Random Forests and Boosting for ARCH-like volatility forecasts

Tree models are not just useful for point and mean forecasts.


In the last article, we discussed how Decision Trees and Random Forests can be used for forecasting. While mean and point forecasts are the most obvious applications, they might not always be the most useful ones.

Consider the classic example of financial returns, where the conditional mean is hard, if not impossible, to predict. Conditional variance on the other hand has been shown to exert some auto-regressive properties that can be modelled. In fact there exist countless models from the (G)ARCH-family that enjoy widespread popularity.

Most GARCH models make primarily linear assumptions about the auto-regressive patterns. This begs the question if we can introduce non-linear relationships for more flexibility. Given the promising performance of tree models for mean forecasts, the roadmap is clear.
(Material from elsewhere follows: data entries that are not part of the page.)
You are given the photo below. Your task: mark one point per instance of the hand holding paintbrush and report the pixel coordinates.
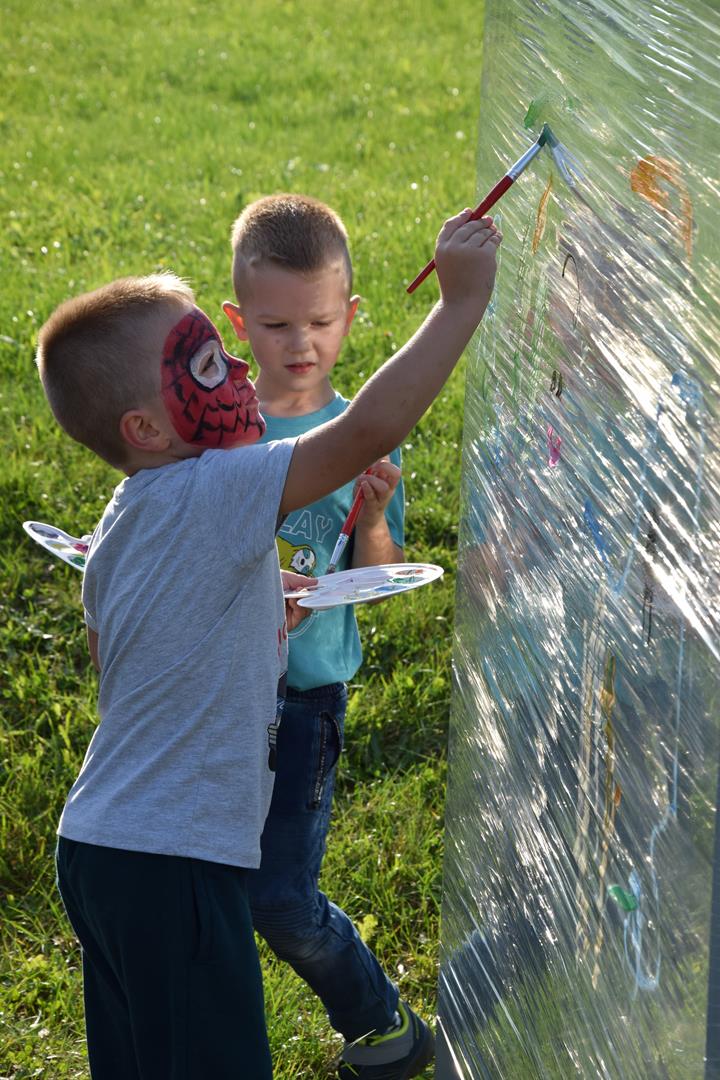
(375, 543)
(348, 527)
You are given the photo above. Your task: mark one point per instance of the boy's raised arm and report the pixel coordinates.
(394, 399)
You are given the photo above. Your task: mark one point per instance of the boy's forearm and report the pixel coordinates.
(385, 408)
(375, 547)
(390, 404)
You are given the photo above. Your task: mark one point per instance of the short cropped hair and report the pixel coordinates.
(94, 360)
(293, 231)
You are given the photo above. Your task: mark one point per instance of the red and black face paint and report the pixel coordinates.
(206, 391)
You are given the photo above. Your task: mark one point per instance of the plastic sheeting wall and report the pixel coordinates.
(579, 877)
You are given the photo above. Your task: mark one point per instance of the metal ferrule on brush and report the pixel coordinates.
(522, 162)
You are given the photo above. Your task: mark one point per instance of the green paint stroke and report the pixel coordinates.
(542, 105)
(623, 899)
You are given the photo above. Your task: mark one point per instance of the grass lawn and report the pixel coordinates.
(133, 134)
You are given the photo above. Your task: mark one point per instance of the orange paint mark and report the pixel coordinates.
(646, 180)
(542, 216)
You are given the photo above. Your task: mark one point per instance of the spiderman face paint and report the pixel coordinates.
(205, 390)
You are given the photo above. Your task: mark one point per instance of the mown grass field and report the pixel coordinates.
(133, 134)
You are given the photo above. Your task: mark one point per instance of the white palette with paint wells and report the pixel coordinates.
(366, 583)
(72, 550)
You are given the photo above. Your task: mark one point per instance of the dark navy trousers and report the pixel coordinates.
(171, 974)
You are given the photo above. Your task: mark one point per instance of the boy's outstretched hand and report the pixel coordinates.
(378, 486)
(465, 260)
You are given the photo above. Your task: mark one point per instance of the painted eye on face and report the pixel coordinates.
(208, 366)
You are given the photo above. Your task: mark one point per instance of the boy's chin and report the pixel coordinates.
(253, 433)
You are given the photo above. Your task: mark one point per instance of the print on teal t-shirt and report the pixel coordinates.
(325, 647)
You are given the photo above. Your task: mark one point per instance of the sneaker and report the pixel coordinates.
(402, 1052)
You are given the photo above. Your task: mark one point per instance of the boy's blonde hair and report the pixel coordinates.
(293, 231)
(94, 362)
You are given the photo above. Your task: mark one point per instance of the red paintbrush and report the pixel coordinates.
(562, 159)
(345, 531)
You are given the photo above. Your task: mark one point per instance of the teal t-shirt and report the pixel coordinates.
(325, 647)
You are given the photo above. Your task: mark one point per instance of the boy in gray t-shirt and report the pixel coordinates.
(186, 623)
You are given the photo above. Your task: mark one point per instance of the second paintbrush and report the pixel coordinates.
(347, 530)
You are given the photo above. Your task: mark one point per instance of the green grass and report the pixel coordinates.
(133, 134)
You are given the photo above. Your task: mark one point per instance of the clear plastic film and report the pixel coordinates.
(579, 935)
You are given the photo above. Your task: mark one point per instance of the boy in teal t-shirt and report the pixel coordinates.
(293, 281)
(326, 647)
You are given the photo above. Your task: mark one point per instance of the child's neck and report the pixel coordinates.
(285, 402)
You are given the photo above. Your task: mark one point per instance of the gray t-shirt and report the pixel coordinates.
(184, 589)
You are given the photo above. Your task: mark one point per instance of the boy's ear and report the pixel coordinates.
(232, 311)
(352, 308)
(141, 431)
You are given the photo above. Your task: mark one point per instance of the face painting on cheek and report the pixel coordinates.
(205, 390)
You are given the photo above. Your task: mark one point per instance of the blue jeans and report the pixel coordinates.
(297, 920)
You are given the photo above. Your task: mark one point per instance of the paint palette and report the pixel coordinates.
(366, 583)
(72, 550)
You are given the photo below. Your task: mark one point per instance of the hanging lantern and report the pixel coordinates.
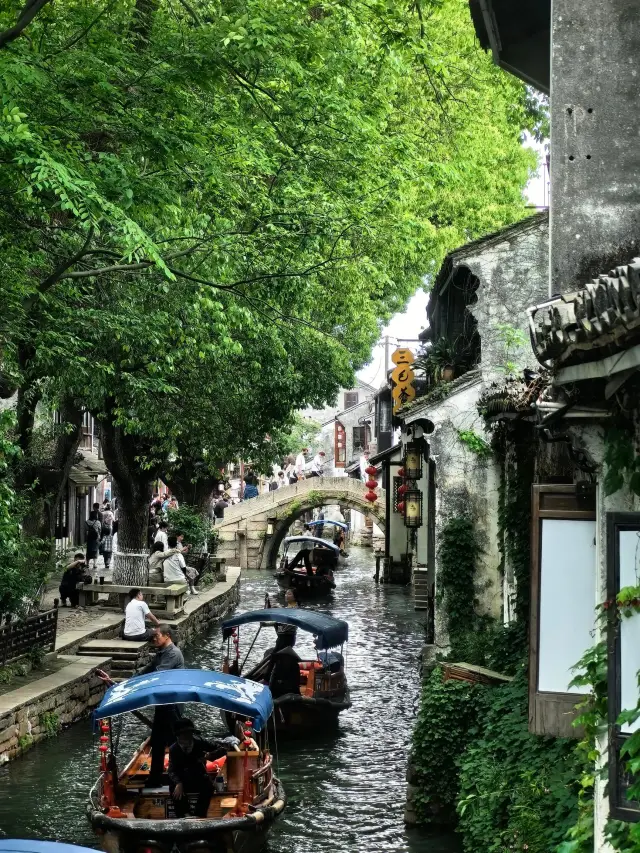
(413, 508)
(412, 460)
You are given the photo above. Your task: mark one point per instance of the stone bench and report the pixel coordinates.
(172, 593)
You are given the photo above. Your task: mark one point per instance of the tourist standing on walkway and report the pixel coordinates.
(73, 575)
(106, 546)
(135, 613)
(317, 466)
(162, 534)
(93, 529)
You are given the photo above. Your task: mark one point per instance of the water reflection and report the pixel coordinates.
(346, 789)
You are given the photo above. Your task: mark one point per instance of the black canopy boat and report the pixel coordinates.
(307, 692)
(323, 560)
(130, 817)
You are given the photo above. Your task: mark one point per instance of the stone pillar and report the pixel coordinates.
(595, 142)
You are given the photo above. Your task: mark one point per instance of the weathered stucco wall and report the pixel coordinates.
(467, 484)
(513, 273)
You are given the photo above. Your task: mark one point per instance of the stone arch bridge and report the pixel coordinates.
(244, 540)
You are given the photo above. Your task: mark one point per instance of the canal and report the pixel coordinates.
(346, 789)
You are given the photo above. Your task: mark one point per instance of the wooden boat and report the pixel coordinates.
(336, 532)
(324, 561)
(321, 692)
(130, 817)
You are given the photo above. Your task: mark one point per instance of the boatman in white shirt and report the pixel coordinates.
(300, 463)
(135, 614)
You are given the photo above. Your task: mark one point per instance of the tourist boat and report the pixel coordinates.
(329, 530)
(28, 845)
(324, 560)
(322, 692)
(129, 817)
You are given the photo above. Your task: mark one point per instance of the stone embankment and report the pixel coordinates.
(45, 705)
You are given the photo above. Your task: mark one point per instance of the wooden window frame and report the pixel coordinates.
(550, 713)
(348, 394)
(619, 807)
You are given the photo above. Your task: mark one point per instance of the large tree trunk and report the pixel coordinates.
(133, 488)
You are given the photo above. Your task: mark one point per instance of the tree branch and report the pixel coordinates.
(30, 10)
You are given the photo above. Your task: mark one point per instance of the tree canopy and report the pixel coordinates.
(209, 208)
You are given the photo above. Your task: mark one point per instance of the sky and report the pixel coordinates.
(405, 327)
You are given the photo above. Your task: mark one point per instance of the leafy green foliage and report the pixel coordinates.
(445, 725)
(475, 443)
(190, 521)
(517, 791)
(208, 210)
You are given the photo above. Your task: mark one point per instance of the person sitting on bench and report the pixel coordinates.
(134, 615)
(188, 770)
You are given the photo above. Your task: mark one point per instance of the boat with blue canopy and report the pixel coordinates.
(307, 565)
(246, 798)
(308, 692)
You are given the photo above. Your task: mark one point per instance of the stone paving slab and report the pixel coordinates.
(76, 668)
(114, 645)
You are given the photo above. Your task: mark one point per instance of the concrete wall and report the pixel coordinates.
(595, 158)
(70, 694)
(513, 274)
(466, 484)
(349, 419)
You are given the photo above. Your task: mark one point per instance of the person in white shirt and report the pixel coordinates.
(161, 534)
(317, 466)
(135, 614)
(300, 463)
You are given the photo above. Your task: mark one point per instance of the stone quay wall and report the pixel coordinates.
(46, 706)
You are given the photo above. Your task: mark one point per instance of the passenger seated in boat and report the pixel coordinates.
(284, 673)
(187, 768)
(286, 634)
(304, 554)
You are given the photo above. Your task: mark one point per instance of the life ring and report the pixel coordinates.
(212, 766)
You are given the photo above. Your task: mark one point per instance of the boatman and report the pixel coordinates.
(188, 770)
(168, 656)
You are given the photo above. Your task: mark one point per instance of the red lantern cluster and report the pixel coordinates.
(371, 484)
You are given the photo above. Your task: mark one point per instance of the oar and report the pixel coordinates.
(108, 680)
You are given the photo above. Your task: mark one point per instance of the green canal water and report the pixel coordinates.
(346, 789)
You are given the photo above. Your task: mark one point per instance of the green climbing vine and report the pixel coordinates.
(621, 460)
(475, 443)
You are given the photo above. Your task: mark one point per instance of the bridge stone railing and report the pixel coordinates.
(243, 531)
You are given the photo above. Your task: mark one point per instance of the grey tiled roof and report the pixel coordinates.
(600, 318)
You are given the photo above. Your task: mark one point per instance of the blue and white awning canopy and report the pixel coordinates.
(176, 686)
(329, 523)
(317, 543)
(329, 632)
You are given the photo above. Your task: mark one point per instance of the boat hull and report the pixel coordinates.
(303, 584)
(224, 835)
(300, 714)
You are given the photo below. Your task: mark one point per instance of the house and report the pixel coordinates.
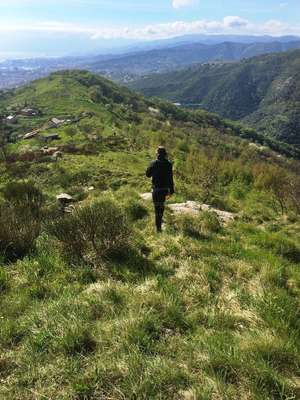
(11, 119)
(29, 112)
(49, 151)
(30, 135)
(153, 111)
(55, 122)
(49, 138)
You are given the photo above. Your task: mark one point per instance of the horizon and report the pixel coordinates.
(79, 27)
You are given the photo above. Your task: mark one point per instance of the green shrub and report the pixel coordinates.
(4, 283)
(209, 222)
(94, 230)
(24, 196)
(19, 230)
(136, 210)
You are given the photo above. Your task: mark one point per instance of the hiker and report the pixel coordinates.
(161, 172)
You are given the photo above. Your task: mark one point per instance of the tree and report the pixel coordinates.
(276, 180)
(3, 142)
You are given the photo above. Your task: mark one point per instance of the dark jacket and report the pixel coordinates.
(161, 172)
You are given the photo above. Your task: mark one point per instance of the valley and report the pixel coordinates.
(93, 303)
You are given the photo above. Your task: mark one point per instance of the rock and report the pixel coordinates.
(89, 189)
(49, 151)
(146, 196)
(64, 198)
(30, 135)
(190, 207)
(193, 207)
(57, 154)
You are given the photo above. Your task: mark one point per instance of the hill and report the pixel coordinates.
(262, 92)
(180, 56)
(144, 58)
(95, 305)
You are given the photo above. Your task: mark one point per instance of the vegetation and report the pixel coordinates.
(96, 305)
(262, 92)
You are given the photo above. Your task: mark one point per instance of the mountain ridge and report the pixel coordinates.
(261, 92)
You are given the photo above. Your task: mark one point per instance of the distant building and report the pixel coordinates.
(49, 138)
(29, 112)
(55, 122)
(154, 111)
(30, 135)
(11, 119)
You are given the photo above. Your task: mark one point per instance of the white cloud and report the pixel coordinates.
(235, 22)
(182, 3)
(229, 25)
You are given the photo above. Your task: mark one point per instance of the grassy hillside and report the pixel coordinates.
(93, 304)
(262, 92)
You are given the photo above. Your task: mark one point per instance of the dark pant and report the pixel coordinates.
(159, 198)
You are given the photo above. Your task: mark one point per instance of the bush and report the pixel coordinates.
(4, 282)
(94, 230)
(24, 196)
(209, 222)
(136, 210)
(19, 230)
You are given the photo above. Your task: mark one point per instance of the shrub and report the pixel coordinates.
(209, 222)
(19, 230)
(97, 229)
(136, 210)
(4, 282)
(25, 196)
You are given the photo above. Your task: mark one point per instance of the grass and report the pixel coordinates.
(203, 311)
(221, 319)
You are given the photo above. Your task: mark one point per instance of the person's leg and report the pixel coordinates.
(159, 198)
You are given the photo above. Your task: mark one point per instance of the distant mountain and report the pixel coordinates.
(149, 57)
(263, 92)
(173, 58)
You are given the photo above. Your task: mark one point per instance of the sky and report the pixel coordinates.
(66, 27)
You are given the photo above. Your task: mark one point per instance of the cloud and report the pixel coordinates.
(228, 25)
(235, 22)
(182, 3)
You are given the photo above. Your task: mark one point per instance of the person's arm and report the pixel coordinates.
(149, 171)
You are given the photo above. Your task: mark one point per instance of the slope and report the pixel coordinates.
(206, 310)
(263, 92)
(180, 56)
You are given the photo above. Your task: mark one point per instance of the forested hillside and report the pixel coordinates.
(180, 56)
(262, 92)
(93, 303)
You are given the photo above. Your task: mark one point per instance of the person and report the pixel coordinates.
(161, 172)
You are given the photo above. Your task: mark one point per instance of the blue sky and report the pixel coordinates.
(64, 26)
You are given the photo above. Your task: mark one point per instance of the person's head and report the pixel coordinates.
(161, 152)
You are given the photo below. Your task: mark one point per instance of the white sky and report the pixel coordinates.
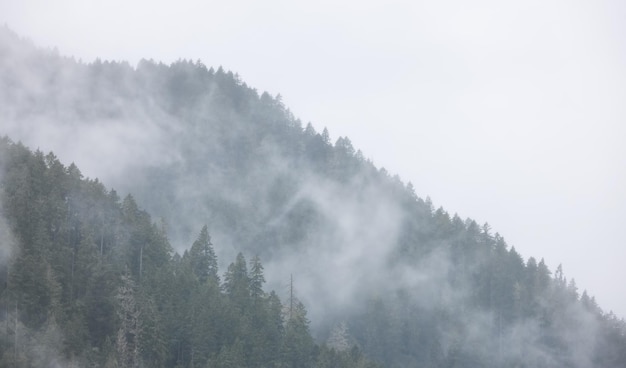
(508, 112)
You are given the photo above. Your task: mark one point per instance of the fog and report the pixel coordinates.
(119, 133)
(507, 113)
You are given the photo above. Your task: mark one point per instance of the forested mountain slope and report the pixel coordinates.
(87, 279)
(373, 262)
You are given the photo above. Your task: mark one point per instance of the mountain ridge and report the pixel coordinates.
(411, 283)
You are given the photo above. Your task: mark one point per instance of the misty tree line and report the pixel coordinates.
(91, 281)
(447, 292)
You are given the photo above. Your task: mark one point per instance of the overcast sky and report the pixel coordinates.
(508, 112)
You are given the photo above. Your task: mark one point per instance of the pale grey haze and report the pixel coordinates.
(510, 113)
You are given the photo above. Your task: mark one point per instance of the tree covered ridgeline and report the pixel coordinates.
(87, 279)
(409, 284)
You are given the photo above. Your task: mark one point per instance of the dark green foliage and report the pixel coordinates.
(240, 161)
(99, 285)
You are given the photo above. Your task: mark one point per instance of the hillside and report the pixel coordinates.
(408, 284)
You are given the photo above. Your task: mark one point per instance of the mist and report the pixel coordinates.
(197, 146)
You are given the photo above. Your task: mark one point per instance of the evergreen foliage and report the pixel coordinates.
(88, 279)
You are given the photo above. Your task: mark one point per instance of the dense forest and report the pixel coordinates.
(89, 279)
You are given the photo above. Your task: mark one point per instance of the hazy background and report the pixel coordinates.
(511, 114)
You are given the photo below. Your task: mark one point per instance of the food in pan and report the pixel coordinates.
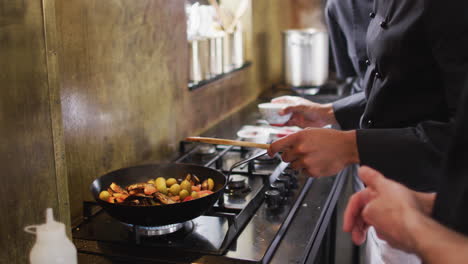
(159, 191)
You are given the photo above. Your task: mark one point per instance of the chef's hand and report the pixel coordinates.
(388, 206)
(306, 113)
(318, 151)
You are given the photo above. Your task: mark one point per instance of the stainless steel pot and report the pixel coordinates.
(305, 57)
(237, 46)
(199, 60)
(216, 55)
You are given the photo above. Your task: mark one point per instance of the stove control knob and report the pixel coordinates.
(290, 171)
(273, 199)
(286, 180)
(280, 187)
(292, 180)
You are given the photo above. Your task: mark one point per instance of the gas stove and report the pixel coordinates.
(268, 213)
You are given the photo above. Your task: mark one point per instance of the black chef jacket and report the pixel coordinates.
(451, 204)
(347, 22)
(417, 54)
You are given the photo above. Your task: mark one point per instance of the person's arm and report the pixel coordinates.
(387, 206)
(412, 156)
(348, 110)
(435, 243)
(318, 151)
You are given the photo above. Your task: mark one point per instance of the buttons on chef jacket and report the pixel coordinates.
(383, 24)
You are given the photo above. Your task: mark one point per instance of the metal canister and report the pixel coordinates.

Can we build respective models for variance forecasts?

Conditional variance and modelling options

Although there exists a lot of information on conditional variance models on the internet, let us quickly walk through the basics. For more insights, feel free to study the references in the GARCH wikipedia article. Alternatively, you might also get some additional insights from these two articles here and here.

To get started, we state our forecast target:

    \[\operatorname{Var}\left(Y_t \mid y_{t-1}, \ldots, y_{t-k}\right)\]

Pretty simple – we want to predict variance of a time-series based on the series’ past realizations. There is only one problem: We do not observe the time-series’ variance.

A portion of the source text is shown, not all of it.